Baayen C, Hougaard P
Biometrics Division, H. Lundbeck A/S, Ottiliavej 9, 2500 Valby, Denmark.
Section of Biostatistics, University of Copenhagen, Øster Farimagsgade 5, 1014 Copenhagen, Denmark.
Stat Med. 2015 Nov 30;34(27):3546-62. doi: 10.1002/sim.6566. Epub 2015 Jun 25.
An important aim of drug trials is to characterize the dose-response relationship of a new compound. Such a relationship can often be described by a parametric (nonlinear) function that is monotone in dose. If such a model is fitted, it is useful to know the uncertainty of the fitted curve. It is well known that Wald confidence intervals are based on linear approximations and are often unsatisfactory in nonlinear models. Apart from incorrect coverage rates, they can be unreasonable in the sense that the lower confidence limit of the difference to placebo can be negative, even when an overall test shows a significant positive effect. Bootstrap confidence intervals solve many of the problems of the Wald confidence intervals but are computationally intensive and prone to undercoverage for small sample sizes. In this work, we propose a profile likelihood approach to compute confidence intervals for the dose-response curve. These confidence bounds have better coverage than Wald intervals and are more precise and generally faster than bootstrap methods. Moreover, if monotonicity is assumed, the profile likelihood approach takes this automatically into account. The approach is illustrated using a public dataset and simulations based on the Emax and sigmoid Emax models.

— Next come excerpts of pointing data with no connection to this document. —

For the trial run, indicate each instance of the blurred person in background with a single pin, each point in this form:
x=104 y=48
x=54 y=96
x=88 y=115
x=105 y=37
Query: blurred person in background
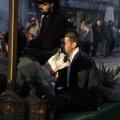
x=89 y=37
x=32 y=27
x=97 y=37
x=53 y=25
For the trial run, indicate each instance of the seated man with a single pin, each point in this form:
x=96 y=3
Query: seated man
x=27 y=74
x=79 y=85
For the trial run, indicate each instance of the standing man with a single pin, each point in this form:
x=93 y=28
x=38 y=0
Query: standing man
x=80 y=87
x=54 y=23
x=97 y=33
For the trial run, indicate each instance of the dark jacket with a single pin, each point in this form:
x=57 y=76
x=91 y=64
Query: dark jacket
x=52 y=29
x=105 y=32
x=3 y=73
x=84 y=78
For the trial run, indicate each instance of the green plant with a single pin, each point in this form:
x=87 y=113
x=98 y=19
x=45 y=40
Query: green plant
x=108 y=75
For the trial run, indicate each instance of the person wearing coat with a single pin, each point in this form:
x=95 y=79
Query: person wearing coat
x=79 y=86
x=53 y=25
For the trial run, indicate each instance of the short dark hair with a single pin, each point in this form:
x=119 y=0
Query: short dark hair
x=72 y=35
x=21 y=41
x=89 y=22
x=82 y=19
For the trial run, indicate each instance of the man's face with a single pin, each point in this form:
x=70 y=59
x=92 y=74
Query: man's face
x=67 y=46
x=46 y=8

药物试验的一个重要目标是刻画新化合物的剂量-反应关系。这样的关系通常可以用一个在剂量上单调的参数(非线性)函数来描述。如果拟合了这样一个模型,了解拟合曲线的不确定性是很有用的。众所周知,Wald置信区间基于线性近似,在非线性模型中往往不尽人意。除了覆盖率不正确之外,从与安慰剂差异的置信下限可能为负这一意义上来说,它们可能是不合理的,即使总体检验显示有显著的正效应。自助置信区间解决了Wald置信区间的许多问题,但计算量大,并且对于小样本量容易出现覆盖率不足的情况。在这项工作中,我们提出一种轮廓似然方法来计算剂量-反应曲线的置信区间。这些置信区间比Wald区间有更好的覆盖率,并且比自助法更精确且通常更快。此外,如果假设单调性,轮廓似然方法会自动考虑这一点。使用一个公共数据集以及基于Emax和Sigmoid Emax模型的模拟来说明该方法。